Anthropic wants its AI agent to control your computer

Anthropic wants its AI agent to control your computer

Demonstrations of AI agents may look stunning, but getting the technology to work reliably and without annoying (or expensive) bugs in real life can be challenging. Current models can answer questions and converse with near-human skills and are the backbone of chatbots such as OpenAI’s ChatGPT and Google’s Gemini. They can also perform tasks on computers when given a simple command by accessing the computer screen, as well as input devices such as keyboards and trackpads, or through low-level software interfaces.

Anthropic says Claude outperforms other AI agents on several key benchmarks, including SWE-bench, which measures the agent’s software development skills, and OSWorld, which measures the agent’s capacity to use a computer operating system. The claims have yet to be independently verified. Anthropic says Claude gets OSWorld tasks right 14.9 percent of the time. That’s well below humans, who typically achieve around 75 percent, but significantly higher than the current best agents—including OpenAI’s GPT-4—which succeed roughly 7.7 percent of the time.

Anthropic claims several companies are already testing the agent version of Claude. This includes Canva, which uses it to automate design and editing tasks, and Replit, which uses the model to code tasks. Other early adopters include The Browser Company, Asana and Notion.

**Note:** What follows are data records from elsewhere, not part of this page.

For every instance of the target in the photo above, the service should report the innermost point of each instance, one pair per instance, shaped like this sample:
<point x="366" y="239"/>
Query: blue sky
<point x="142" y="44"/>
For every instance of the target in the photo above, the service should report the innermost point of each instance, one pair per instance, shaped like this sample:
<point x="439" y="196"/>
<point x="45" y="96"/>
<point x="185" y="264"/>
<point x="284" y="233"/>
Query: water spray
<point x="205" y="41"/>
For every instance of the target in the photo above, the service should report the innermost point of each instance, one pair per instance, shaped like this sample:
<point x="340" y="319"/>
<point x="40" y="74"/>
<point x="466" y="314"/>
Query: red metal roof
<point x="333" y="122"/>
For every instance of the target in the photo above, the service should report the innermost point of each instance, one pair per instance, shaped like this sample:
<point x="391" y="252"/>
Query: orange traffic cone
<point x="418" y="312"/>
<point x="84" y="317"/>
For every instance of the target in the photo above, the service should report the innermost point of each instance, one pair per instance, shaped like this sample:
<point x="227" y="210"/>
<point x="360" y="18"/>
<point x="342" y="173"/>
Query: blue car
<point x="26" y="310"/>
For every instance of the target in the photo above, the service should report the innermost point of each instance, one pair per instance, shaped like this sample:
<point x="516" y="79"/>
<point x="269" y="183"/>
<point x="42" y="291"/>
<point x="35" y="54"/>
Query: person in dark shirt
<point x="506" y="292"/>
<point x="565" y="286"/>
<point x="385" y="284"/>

Ofir Press, a postdoctoral researcher at Princeton University who helped develop the SWE-bench, says agent AI tends to lack the ability to plan far ahead and often struggles to recover from mistakes. “To show that they are useful, we need to achieve strong performance on difficult and realistic metrics,” he says, such as reliably planning a wide range of trips for a user and booking all the necessary tickets.

Kaplan notes that Claude can now debug some bugs surprisingly well. When it encountered a terminal error when trying to start a web server, for example, the model knew how to refactor its command to fix it. It also turned out that it was supposed to activate pop-ups when it hit a dead end while surfing the web.

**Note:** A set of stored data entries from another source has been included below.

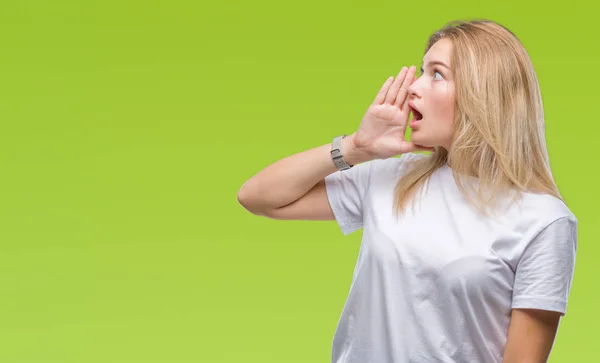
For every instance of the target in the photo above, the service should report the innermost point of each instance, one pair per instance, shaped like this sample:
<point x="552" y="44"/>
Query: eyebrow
<point x="434" y="62"/>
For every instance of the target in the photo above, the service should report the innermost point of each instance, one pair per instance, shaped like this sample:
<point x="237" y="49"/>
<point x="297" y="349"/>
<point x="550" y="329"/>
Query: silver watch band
<point x="336" y="153"/>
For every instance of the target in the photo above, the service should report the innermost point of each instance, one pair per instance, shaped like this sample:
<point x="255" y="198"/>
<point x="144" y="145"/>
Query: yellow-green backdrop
<point x="129" y="126"/>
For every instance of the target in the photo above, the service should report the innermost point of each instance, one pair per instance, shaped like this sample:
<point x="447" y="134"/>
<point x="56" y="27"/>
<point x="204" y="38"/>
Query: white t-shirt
<point x="438" y="285"/>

Many tech companies are now racing to develop AI agents as they chase market share and prominence. In fact, it may not be long before many users have agents at their fingertips. Microsoft, which has invested more than $13 billion in OpenAI, says it is testing agents that can use Windows computers. Amazon, which has invested heavily in Anthropic, is exploring how agents could recommend and ultimately buy goods for their customers.

A key challenge with agent AI is that mistakes can be much more problematic than a garbled chatbot response. Anthropic has put certain restrictions on what Claude can do – for example, limiting his ability to use a person’s credit card to buy things.

If mistakes can be avoided well enough, says Princeton University’s Press, users may learn to see AI and computers in a whole new way. “I’m very excited about this new era,” he says.